A:  I don't forsee any dramatic productivity increases. What I see is a steady improvement. An individual or an organization can get dramatic productivity increases, depending, of course, on what you think dramatic is. In my world, we consider halving of the error rate, for the same amount of effort, is dramatic, because it halves the cost. And that we saw by introducing C++ of the 1990s vintage. I think it's recently easy to argue for doublings here and there. But it depends where you start from. I mean, if you're writing C code, use C++ as a better C. Use vectors instead of arrays. Use the standard algorithms instead of the C library functions. You'll probably double your productivity by some measure or other.

Don't ask me for orders of magnitude of improvement. You get orders of magnitudes of improvements by getting a lot of little things right. Look at engineering.
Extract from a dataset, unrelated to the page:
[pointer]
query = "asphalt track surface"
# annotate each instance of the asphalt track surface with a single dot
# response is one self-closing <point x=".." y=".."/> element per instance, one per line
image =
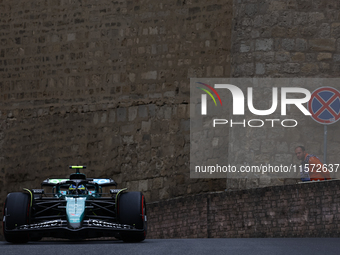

Cars did not become fuel efficient the way they are now from a dramatic change in engine technology that happened overnight. There were lots of little improvements. If you look for revolutions, you just go from one fad to the next.

Q: What improvements do you see coming next?

A:  It depends where you're starting from. For the things I think about most, I still have too much code using pointers and C arrays. And I want to clean that up. I have too much code that splatters all over the global name space. I would like to experiment more with exceptions. That's a little bit trickier for introducing into old code, just as I never did find a really good way of building class hierarchies into an existing system. It is rare that I get to write a system completely from scratch.

Q: This is an easy, light question. When you started creating the language, what kind of a machine did you develop it on?

A:  I started out on a PDP 11/70 with 128K of memory. I realized after a while that it was probably not necessary to make do with as little as that. I thought that in the future people would be able to afford 1 Meg and 1 MIPS. And so I built C++ and its first compiler to fit that. Fortunately, I overshot the target, so my first C++ compiler could run on an IBM AT. I was actually the first person to put C++ on a PC. In particularly, I put it on an AT. And then I did one of the few clever things ever I did, I threw the port away, so that I wouldn't have to maintain it in that environment and could get on with my real work of improving C++ and the ways of using it. Thank you.